Counting subsets with sum not exceeding some limit

Question

I am facing a variation of a subset sum problem. I have to count the number of subsets with sum less than or equal to some integer(limit). I think the optimal solution for this problem would be the following DP relations

#number of ways to get sum using subsets of {1, 2, ..., i}
dp[i][sum] += dp[i - 1][sum]            #not using element i
dp[i][sum + array[i]] += dp[i - 1][sum] #using element i 

Constraints:

1 <= n <= 30
1 <= array[i] <= 1e9
0 <= limit <= 1e9
Time: 1s
Memory: 64 Mb

At first I considered using plain array( or std::array, whatever) but an array dp[30][1e9 + 1] can't be allocated on stack and heap allocation would be too expensive given time limit of 1 second. I came up with the following implementation using std::unordered_map:

std::unordered_map<int, int> dp;

for (int element_idx = 0; element_idx < i_size; ++element_idx) {

  if (arr[element_idx] > limit) {
    continue;
  }
  std::unordered_map<int, int> new_sums;
  new_sums[arr[element_idx]] = 1;
  if (!element_idx) {
    dp = std::move(new_sums);
    continue;
  }
  for (std::pair<int, int> &sum_count : dp) {
    new_sums[sum_count.first] += sum_count.second;
  }

  for (std::pair<int, int> &sum_count : dp) {
    if (sum_count.first + arr[element_idx] <= limit) {
      new_sums[sum_count.first + arr[element_idx]] += sum_count.second;
    }
  }
  dp = std::move(new_sums);
}

The problem it that this implementation runs into a memory limit error. Moreover, my computer just freezes if the input is 30 distinct 6-, 7-digit integers. I am pretty sure there is nothing wrong with my algorithm and the only problem my poor algorithm implementation experience and C++ knowledge.

Answer 1

The problem is actually with your algorithm, not with your C++ code. The time complexity of your solution is \$O(2^n \times \text{polynomial}(n))\$, which is too much for the given constraints.

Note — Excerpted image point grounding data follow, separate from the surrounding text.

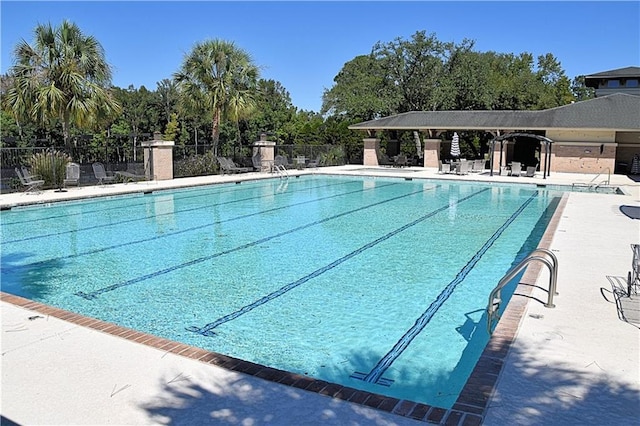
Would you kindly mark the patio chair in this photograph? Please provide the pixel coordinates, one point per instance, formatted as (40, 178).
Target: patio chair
(72, 175)
(314, 163)
(400, 161)
(633, 279)
(464, 167)
(32, 185)
(530, 171)
(132, 174)
(516, 169)
(280, 161)
(228, 166)
(101, 174)
(383, 160)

You can use the meet-in-the-middle technique to make it \$O(2^{(n/2)} \times \text{polynomial}(n))\$, which is good enough.

The idea is as follows:

1. Let's split the array into two even parts (almost even if n is odd).
2. Let's generate all sums in the first in and in the second part and store them in vectors as and bs. This part requires \$O(2^{(n/2)})\$.
3. Now the problem is simpler: given two vectors A and B, compute the number of pairs of valid indices i and j such that as[i] + bs[j] <= S for a given value of S.

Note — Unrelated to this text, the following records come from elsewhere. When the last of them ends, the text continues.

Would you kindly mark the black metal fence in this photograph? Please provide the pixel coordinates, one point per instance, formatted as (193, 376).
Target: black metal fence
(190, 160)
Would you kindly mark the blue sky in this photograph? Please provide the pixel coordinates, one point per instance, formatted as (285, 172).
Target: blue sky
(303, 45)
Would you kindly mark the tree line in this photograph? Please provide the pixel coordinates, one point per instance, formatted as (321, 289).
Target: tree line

4. Let's sort bs and iterate over as. As bs is increasing, all valid elements of bs for a given element a from as are in some prefix of B. We can find its size as std::upper_bound(bs.begin(), bs.end(), a) - bs.begin()
   That is, this part of this solution looks like:

   for (const auto& a : as) {
       result += std::upper_bound(bs.begin(), bs.end(), a) - bs.begin();
   }
   

The total time complexity is \$O(2^{(n/2)} \times \log(2^{(n/2)}) = O(2^{(n/2)} \times n)\$.